Sharon Melin, a wildlife biologist with the National Marine Fisheries Service, said it's not uncommon for sea lion pups to become stranded, but the recent occurrences have been troubling because of the scale, the time of year and the mystery surrounding their cause.  As more pups leave their mothers, Melin added, the problem isn't likely to subside until summer.  "Usually, we know the problem," she said. "We knew what was coming. When we saw the effect, we knew what it was caused by."  Typically, that would be disease or warmer ocean temperatures, such as during an El Niño.  "What's different about this incident," she said, "is we don't have any of that."
The rate of pup strandings (a condition just prior to death) in the first three months of 2013 is already an order of magnitude higher than last year, with 214 strandings in San Diego County vs. 32 last year, 189 in Orange County vs. 20 last year, and 395 in Los Angeles County vs. 36 last year.
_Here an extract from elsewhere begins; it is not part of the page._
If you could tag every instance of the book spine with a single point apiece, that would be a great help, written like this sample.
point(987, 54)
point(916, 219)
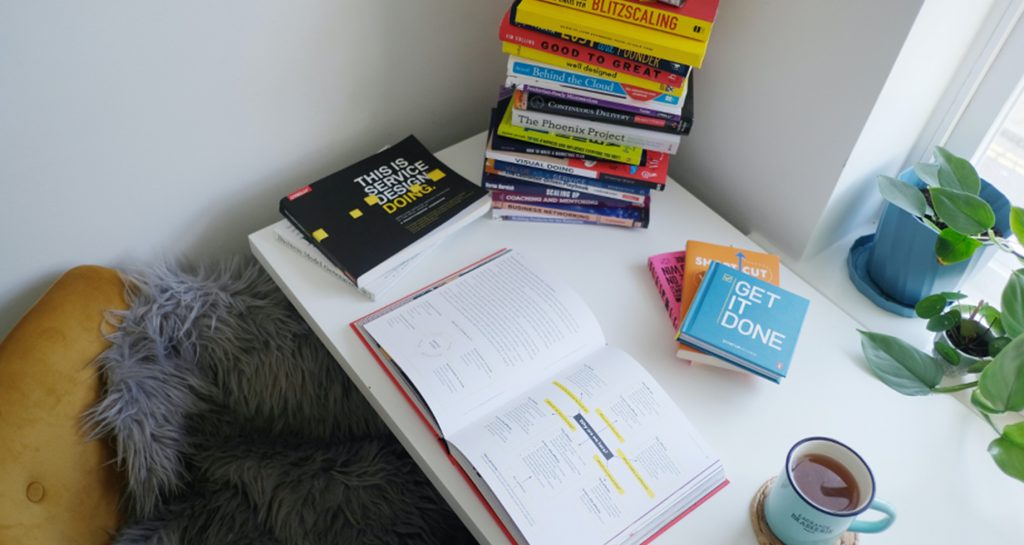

While the cause is uncertain, what is clear is that the pups are underweight and appear to be starving.

Researchers are certain, however, that the pups are moving away from the water to find warmth. All of the animals are starving, and therefore lack the body fat necessary to keep them warm in the water.
But according to Reuters:
"[t]he oddest part of this is the pups should have been with their mothers," Melin said. "We think the mothers are having to go out farther and stay out longer to find food and the pups begin to forage on their own after they've been alone for some time."

But scientists remain unsure why the mother sea lions might be venturing out farther into the ocean.
. . .
"The vast majority [of pups] are coming in malnourished and dehydrated, since they get their hydration from the fish they eat," [Sea World spokesman Dave] Koontz said. "They stay with us [Sea World] three to four weeks or longer, until we get their weight up and then we return them to their habitat as soon as they are healthy enough."
. . .
"There really isn't an oceanographic explanation for what we're seeing," Melin said. "We're looking at disease as a possibility and also at the food supply, and it could be some combination."

Melin said there were no signs of such distress in other marine mammals that rely on the same sardines, anchovies, squid and other fish. Nor are the adult sea lions dying at an unusual rate.

Mysteries such as this are pretty disquieting.  There has been some speculation that Fukushima radiation is causing the pups' distress, but so far that is just that--speculation.  Still, it's an angle that bears further investigation.  More when I hear more.